I don’t know how, but we found our way back to US-45 S/Co Rd 200E and turned left. After eight-tenths of a mile, we took the second left onto IL-14E/Co Rd 1400N. We were on that road for 9.5 miles, then we turned onto West Main Street in Carmi. We took the first left onto Slocumb Street and arrived at the Carmi Public Library. I spent a few minutes there and found a book called The Backward Book, which had a paragraph from March, 1903, that said, “George McArthy is sawing lumber to build his son a house near Sacramento.” Another paragraph dated June, 1903, that said, “Ralph McArthy of Sacramento is crippled with the rheumatism and has to walk with a cane.” Yikes! Great-grandpa Ralph would have been only 38 years old in 1903. If we had headed northwest on Slocumb Street, then turned right on West Main Street, then taken the third left onto North Church Street/Co Rd 1475 N/Co Rd 23/Stewart St, we would have arrived at the Mary Smith Fay Geneology Library at 203 North Church. However, it was getting late and I still had cemeteries I wanted to visit before sundown.


From the Carmi Public Library, we turned right onto West Main Street, then left onto IL-14W/3rd St/Co Rd 1400N and travelled about 9.5 miles. We turned left onto US-45 S/Co Rd 200E, went another 3.5 miles, and arrived at the place where Sacramento used to be. Turning right off the highway onto Co Rd 1050N, then taking the first left onto Co Rd 240E, and following a gravel road through the fields, leads one to the Old Sharon Church and Cemetery. The first plots I wanted to find were those of my great-great-great-grandparents George Buchanan and Margaret Steele McArthy and Daniel and Sarah McElhjarin. I did not find them, but as soon as I walked into the cemetery, I found the headstone of my great-great-grandparents George Sader and Sarah Ann McElhjarin.



















Sadly, I could see no evidence of Sacramento’s existence. Great-grandpa Ralph McArthy had a general store in Sacramento. The picture showing him with the four oldest children, including Grandma Hudgens, standing near a log house was taken four miles north of Norris City and a mile west of Sacramento. I don’t think we turned down the right road. The house probably is long-gone, but I would like to go back to that area and do more exploring.


We headed southwest on Co Rd 240 E and turned right onto Co Rd 1050N.  After 3.7 miles, we turned left onto US-45 S/Co Rd 200E and followed it for 3.7 miles into Norris City.  The librarian at the Carmi Library had told me that the McArthys were located more in the vicinity of Norris City than Carmi. I didn’t know what to look for then, but I will do more research on Norris City before the next trip. I also plan to visit the Norris City Library.
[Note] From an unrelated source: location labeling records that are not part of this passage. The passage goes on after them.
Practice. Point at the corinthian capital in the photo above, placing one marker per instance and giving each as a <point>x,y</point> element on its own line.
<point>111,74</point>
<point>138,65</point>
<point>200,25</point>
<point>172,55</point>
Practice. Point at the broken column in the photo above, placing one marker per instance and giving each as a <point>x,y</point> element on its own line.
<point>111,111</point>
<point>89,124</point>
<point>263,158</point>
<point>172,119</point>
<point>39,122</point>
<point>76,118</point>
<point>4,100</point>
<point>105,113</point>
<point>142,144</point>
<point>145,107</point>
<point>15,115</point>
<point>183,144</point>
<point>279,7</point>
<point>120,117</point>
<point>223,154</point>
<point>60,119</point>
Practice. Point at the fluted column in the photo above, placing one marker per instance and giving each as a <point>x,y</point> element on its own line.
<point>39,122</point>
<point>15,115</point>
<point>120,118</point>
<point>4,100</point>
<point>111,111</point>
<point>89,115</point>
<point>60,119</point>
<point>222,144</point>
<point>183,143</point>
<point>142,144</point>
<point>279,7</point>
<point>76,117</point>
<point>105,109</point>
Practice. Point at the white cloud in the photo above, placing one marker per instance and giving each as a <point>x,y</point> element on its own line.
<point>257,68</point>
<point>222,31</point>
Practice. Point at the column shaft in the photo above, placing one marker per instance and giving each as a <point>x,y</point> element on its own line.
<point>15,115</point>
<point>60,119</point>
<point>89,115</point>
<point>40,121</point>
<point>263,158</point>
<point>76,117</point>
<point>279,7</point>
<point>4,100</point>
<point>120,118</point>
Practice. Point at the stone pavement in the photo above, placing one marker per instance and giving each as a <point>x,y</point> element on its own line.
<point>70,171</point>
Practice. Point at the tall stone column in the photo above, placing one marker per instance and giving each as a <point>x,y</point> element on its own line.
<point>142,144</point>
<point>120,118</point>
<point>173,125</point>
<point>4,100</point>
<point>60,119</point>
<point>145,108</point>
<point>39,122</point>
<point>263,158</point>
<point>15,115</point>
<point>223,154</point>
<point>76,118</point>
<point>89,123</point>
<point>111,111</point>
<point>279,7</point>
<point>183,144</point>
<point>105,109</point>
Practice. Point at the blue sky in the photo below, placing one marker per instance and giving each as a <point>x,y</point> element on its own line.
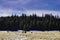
<point>23,5</point>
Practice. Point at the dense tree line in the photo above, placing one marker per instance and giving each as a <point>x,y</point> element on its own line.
<point>32,22</point>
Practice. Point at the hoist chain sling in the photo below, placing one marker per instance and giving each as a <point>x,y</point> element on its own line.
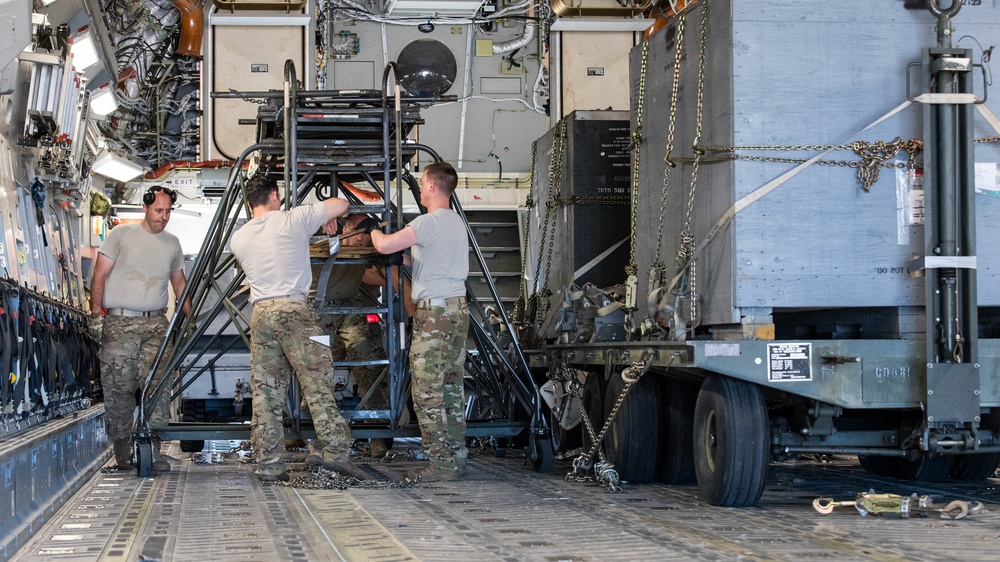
<point>604,471</point>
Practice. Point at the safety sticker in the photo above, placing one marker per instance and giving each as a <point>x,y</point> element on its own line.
<point>789,362</point>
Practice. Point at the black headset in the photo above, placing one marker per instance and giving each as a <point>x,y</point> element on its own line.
<point>149,197</point>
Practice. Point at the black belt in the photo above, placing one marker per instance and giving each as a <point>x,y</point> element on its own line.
<point>135,313</point>
<point>424,304</point>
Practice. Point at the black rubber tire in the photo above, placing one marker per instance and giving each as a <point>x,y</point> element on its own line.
<point>192,446</point>
<point>676,460</point>
<point>540,451</point>
<point>563,439</point>
<point>593,406</point>
<point>144,458</point>
<point>926,469</point>
<point>975,467</point>
<point>731,445</point>
<point>879,465</point>
<point>633,439</point>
In Norris City, we headed east toward North Division Street, then turned left onto US-45 N/N Division Street. After 7.2 miles, we turned left onto IL-14 W/Co Rd 1400N and traveled 33.6 miles. We turned left onto North Main Street, then right onto IL-37 S/S Main St, and travelled for 9.5 miles.





















The headstones of my great-grandparents Andrew Ralph and Louella Fields McArthy were next to that of George Sader. The were turned over. Bob lifted them up so I could take pictures, then I turned the pictures upside down. I am showing Andrew Ralph’s headstone.